Dans son premier entretien accordé à un média international, il raconte que l’intelligence artificielle et les sciences ont occupé la majorité de ses déplacements et de ses prises de parole depuis sa nomination. Le sujet s’impose partout. Et les alertes se multiplient, nourries par une série d’incidents et par les mises en garde de chercheurs et de dirigeants du secteur. Le risque, selon lui, est bien réel. Sans intervention, l’IA peut devenir « hors de contrôle ». Il préfère souligner ce qui avance dans le bon sens et juge les échanges récents « très positifs », tout en décrivant un outil « extraordinaire » qui doit être gouverné de façon éthique, inclusive et équitable.
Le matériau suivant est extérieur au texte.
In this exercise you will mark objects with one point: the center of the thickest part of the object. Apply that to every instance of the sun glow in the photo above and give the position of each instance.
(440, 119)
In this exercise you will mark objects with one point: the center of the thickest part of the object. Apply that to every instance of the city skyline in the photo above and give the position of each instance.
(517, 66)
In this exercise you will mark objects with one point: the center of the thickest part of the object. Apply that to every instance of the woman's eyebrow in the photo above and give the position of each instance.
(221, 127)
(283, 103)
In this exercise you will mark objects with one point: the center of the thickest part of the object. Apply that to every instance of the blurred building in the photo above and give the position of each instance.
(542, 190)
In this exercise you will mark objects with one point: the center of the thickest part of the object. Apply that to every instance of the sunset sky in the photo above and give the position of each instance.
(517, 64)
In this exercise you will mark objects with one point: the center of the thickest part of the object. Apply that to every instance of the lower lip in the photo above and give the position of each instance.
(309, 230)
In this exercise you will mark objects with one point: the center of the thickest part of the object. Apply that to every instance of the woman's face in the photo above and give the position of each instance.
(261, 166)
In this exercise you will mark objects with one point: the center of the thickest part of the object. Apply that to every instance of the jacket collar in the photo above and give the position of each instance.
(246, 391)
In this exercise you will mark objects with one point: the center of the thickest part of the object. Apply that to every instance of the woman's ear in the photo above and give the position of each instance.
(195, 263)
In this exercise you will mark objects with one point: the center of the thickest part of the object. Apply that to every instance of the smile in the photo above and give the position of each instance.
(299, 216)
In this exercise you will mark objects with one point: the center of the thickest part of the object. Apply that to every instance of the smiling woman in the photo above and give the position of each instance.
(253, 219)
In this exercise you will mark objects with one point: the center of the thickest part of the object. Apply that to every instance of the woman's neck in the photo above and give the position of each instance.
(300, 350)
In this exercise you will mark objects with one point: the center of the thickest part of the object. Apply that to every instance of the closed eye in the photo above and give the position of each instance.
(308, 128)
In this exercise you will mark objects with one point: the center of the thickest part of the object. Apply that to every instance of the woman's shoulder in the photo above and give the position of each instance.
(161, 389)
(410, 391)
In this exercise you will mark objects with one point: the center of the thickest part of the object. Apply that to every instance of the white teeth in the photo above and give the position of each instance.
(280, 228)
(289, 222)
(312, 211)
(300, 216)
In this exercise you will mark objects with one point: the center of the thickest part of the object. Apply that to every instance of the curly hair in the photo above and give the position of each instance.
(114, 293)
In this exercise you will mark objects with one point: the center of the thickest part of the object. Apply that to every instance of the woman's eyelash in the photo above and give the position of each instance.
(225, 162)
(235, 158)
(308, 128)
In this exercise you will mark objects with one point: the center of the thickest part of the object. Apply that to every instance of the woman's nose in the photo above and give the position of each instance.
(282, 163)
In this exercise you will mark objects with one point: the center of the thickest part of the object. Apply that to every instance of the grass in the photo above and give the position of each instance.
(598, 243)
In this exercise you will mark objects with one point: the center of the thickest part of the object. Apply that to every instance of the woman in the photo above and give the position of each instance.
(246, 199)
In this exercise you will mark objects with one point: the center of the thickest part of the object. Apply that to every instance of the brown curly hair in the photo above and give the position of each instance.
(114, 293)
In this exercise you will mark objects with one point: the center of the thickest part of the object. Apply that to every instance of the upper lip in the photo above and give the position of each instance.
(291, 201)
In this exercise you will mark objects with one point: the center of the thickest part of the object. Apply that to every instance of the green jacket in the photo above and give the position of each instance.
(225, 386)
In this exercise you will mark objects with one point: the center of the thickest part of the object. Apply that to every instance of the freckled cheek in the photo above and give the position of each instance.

L’Unesco n’arrive pas les mains vides. Dès 2021, ses États-membres ont adopté à l’unanimité une Recommandation sur l’éthique de l’intelligence artificielle. Un texte pionnier, premier cadre normatif mondial dédié au sujet. Il pointait déjà les atteintes à la vie privée, le risque d’une fracture numérique, la concentration du pouvoir technologique entre quelques États ou quelques entreprises, les effets sur la démocratie et l’information, sans oublier l’empreinte environnementale de ces technologies.
Reste l’écart entre les pays. Khaled el-Enany le constate dans ses discussions avec les États-membres. Tout le monde réclame sa part de la transformation numérique, mais tout le monde n’y participe pas. Pour que les textes ne restent pas lettre morte, l’organisation dit travailler sur le terrain avec plus de 80 gouvernements, afin de les préparer à ces bouleversements. Sa direction discute aussi directement avec les plus grandes entreprises du secteur.
Le pape Léon XIV est présenté comme un partenaire de premier plan. En mai, dans son encyclique « Magnifica humanitas », il a appelé à « désarmer » l’intelligence artificielle pour l’empêcher de dominer l’humain, et à davantage de coopération, de partage des connaissances et de travail entre les nations. Des prises de position fortes, qui résonnent avec les préoccupations de l’Unesco. La visite parisienne doit marquer, selon son directeur général, le début d’un partenariat solide destiné à renforcer et protéger la dignité humaine dans cette révolution industrielle.
Derrière la question technique se joue un enjeu politique. La venue du pape est décrite comme un moment historique pour l’Unesco et comme un signal en faveur du multilatéralisme, alors que l’organisation enregistrera le départ de deux États-membres au 31 décembre, dont les États-Unis. L’administration Trump a annoncé en juillet 2025 son retrait, reprochant à l’Unesco un parti pris anti-israélien et la promotion de causes sociales et culturelles clivantes, portées par une feuille de route idéologique et mondialiste. Conséquence directe, la Chine, acteur majeur de l’IA, devient le premier financeur de l’institution. En 2023, quand Washington s’apprêtait à revenir, le secrétaire d’État Anthony Blinken avait justifié ce retour par la nécessité de contrebalancer l’influence de Pékin, notamment sur le dossier de l’intelligence artificielle.
Pour Khaled el-Enany, le calendrier n’a rien d’un hasard. Discours de haine, conflits qui prolifèrent, défi climatique, intelligence artificielle. Face à cette liste, il l’affirme, l’Unesco est « aujourd’hui plus pertinente que jamais ».